Mas el golpe de Estado de Pavía y luego la proclamación de don Alfonso,
que tanto alegraron á todo el noble cuerpo, le cortaron las alas del
espíritu á Gabriel Pardo, que era republicano teórico y andaba entonces
vuelto tarumba por un orden de cosas muy recto y sensato, al modo sajón.
Al otro día de recibir el grado de comandante, viendo la guerra próxima
á su fin, desilusionado más que nunca y sin gusto para pelear, recordaba
haber tomado el camino de la corte.
¡Qué vida tan sosa al principio la suya! Mal visto entre sus compañeros
á causa de sus opiniones políticas; sin trato con sus antiguas
relaciones; sin ánimos para volver á sepultarse en los libros de
metafísica que eran hoy para él lo que la envoltura de la oruga cuando
ya voló la mariposa, sintió de repente, convirtiendo los ojos hacia sí
mismo, que no le quedaba en lo más íntimo sino descreimiento y
cansancio. Quién ó qué le había demostrado la inanidad de sus
filosofías? Nadie. La fe no se destruye con razones: es error imaginar
que hay argucia que eche abajo un sentimiento. La fe es como el
amor--bien lo advertía Gabriel.
¿Hay en el mundo del pensamiento algún asidero firme?--discurrió
entonces. Casualmente empezaban las corrientes positivistas: hablábase
de realidades científicas, de doctrinas basadas en hechos de
experimentalismo. El comandante se propuso estudiar á fondo alguna
ciencia, como se estudian las cosas para saberlas de verdad, y adquirir
la suspirada certeza. Tenía un amigo, ex-profesor de geología en la
Universidad, de donde le expulsara el decreto de Orovio. Se puso bajo su
dirección, y consagró seis horas diarias á trabajos de pormenor. Hacía
unos cortes en las piedras y luego se desojaba mirándolos al
microscopio. Se cansó á cosa de medio año. La certeza consabida, por las
nubes. Encontraba relaciones lógicas y armoniosas entre lo creado, leyes
impuestas á la materia por voluntad al parecer inteligente, dependencia
y conexión en los fenómenos; pero el enigma seguía, el misterio no se
disipaba, la sustancia no parecía, la cantidad de _incognoscible_ era la
misma siempre. Gabriel tenía sobrada imaginación para sujetarse á la
severa disciplina científica sin esperanza ni objeto, y fueron
disminuyendo sus visitas al laboratorio de su amigo. ¿Y no había otra
razón?.... Pues, á decir verdad....
Muy aficionado á la música, Gabriel estaba abonado á una butaca del
Real--tercer turno.
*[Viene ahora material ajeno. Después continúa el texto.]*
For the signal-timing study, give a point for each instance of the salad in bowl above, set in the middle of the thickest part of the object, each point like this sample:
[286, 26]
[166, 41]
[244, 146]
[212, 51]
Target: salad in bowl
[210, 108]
Resplandecía el regio coliseo con la animación que
le prestaba la buena sociedad ya completa y la restaurada monarquía: y,
más que teatro, parecía elegante salón cuajado de beldades. Al lado de
Gabriel sentábanse un machucho brigadier de artillería y su joven
esposa, deidad murciana, de árabes ojos, que á cada acorde de la música,
ó á cada nota de los amorosos dúos, se posaban en los del comandante,
deteniéndose un poco más de lo necesario. El brigadier, fumador
empedernido, no recelaba salir en los entreactos dejando á su esposa
bajo la salvaguardia del subalterno. ¡Bendito señor, pensaba Gabriel, y
cómo lo hizo Dios de confiado! Á lo mejor el brigadier fué destinado á
Filipinas, y partió llevándose á su cara mitad. Gabriel, medio loco,
según su costumbre en casos tales, habló de pedir el traslado... la
hermosa brigadiera se negó, afirmando que su marido ya tenía sospechas,
que el viaje era celosa precaución, y que si se encontraba con el
comandante llovido del cielo en Manila, habría la de Dios es Cristo. Y
el enamorado la vió partir sin que nublase aquellos ojazos de terciopelo
la humedad más leve... No, lo que es de esta vez, el comandante no hacía
memoria de haber pensado en suicidios, pero cayó en misantropía amarga,
rabiosa y prolongadísima que paró en un ataque de ictericia de los de
padre y muy señor mío. Destinado á Barcelona... ¡qué temporada la que
pasó en la ciudad condal! ¿Cómo es posible aburrirse tanto y quedar con
vida? A enfrascarse otra vez en los libros: no de filosofía ya, sino de
ciencia militar, estudiando las propiedades formidables de las materias
explosivas que nuestro siglo refina y concentra á cada paso, lo mismo
que si el objeto supremo de tanto adelanto, de tanto progreso, fuese una
conflagración universal. A leerse cuanto encontró sobre el asunto en
revistas alemanas é inglesas, encargando obras especiales, y escribiendo
dos ó tres artículos en que lo resumía y exponía con bastante claridad,
publicados en los periódicos y que le valieron ser citado como una
gloria del cuerpo. Por más señas que entonces fué cuando se le chamuscó
la cara probando pólvora, y se le metieron unos cuantos granos en la
mejilla. Ocurrióle la idea de gestionar que le diesen una comisión para
el extranjero; la consiguió, viajó por Francia, Alemania, Inglaterra,
países que él creía cifra y compendio de la civilización posible. Al
pronto, impresión pesimista: Francia era una gran tienda de modas,
Alemania un vasto cuartel, Inglaterra un país de egoístas brutales y de
hipócritas noños. Pero al regresar á España, al notar el dulce temblor
que sólo las almas de cántaro pueden no sentir en el punto de hollar
otra vez tierra patria, mudó de opinión sin saber por qué: echó de menos
el oxigenado aire francés, y le pareció entrar en una casa venida á
menos, en una comarca semi-salvaje, donde era postiza y exótica y
prestada la exigua cultura, los adelantos y la forma del vivir moderno,
donde el tren corría más triste y lánguido, donde la gente echaba de sí
tufo de grosería y miseria... Al acercarse á Madrid y atravesar los
páramos que lo rodean, al subir por la cuesta de Areneros, al ver las
calles estrechas, torcidas, mal empedradas, el desanimado comercio, al
oir el canturrear de los ciegos y el pregón de la lotería, pensó
encontrarse en uno de esos prehistóricos poblachones de Castilla,
fosilizados desde el tiempo de los moros... Madrid! Ese era Madrid...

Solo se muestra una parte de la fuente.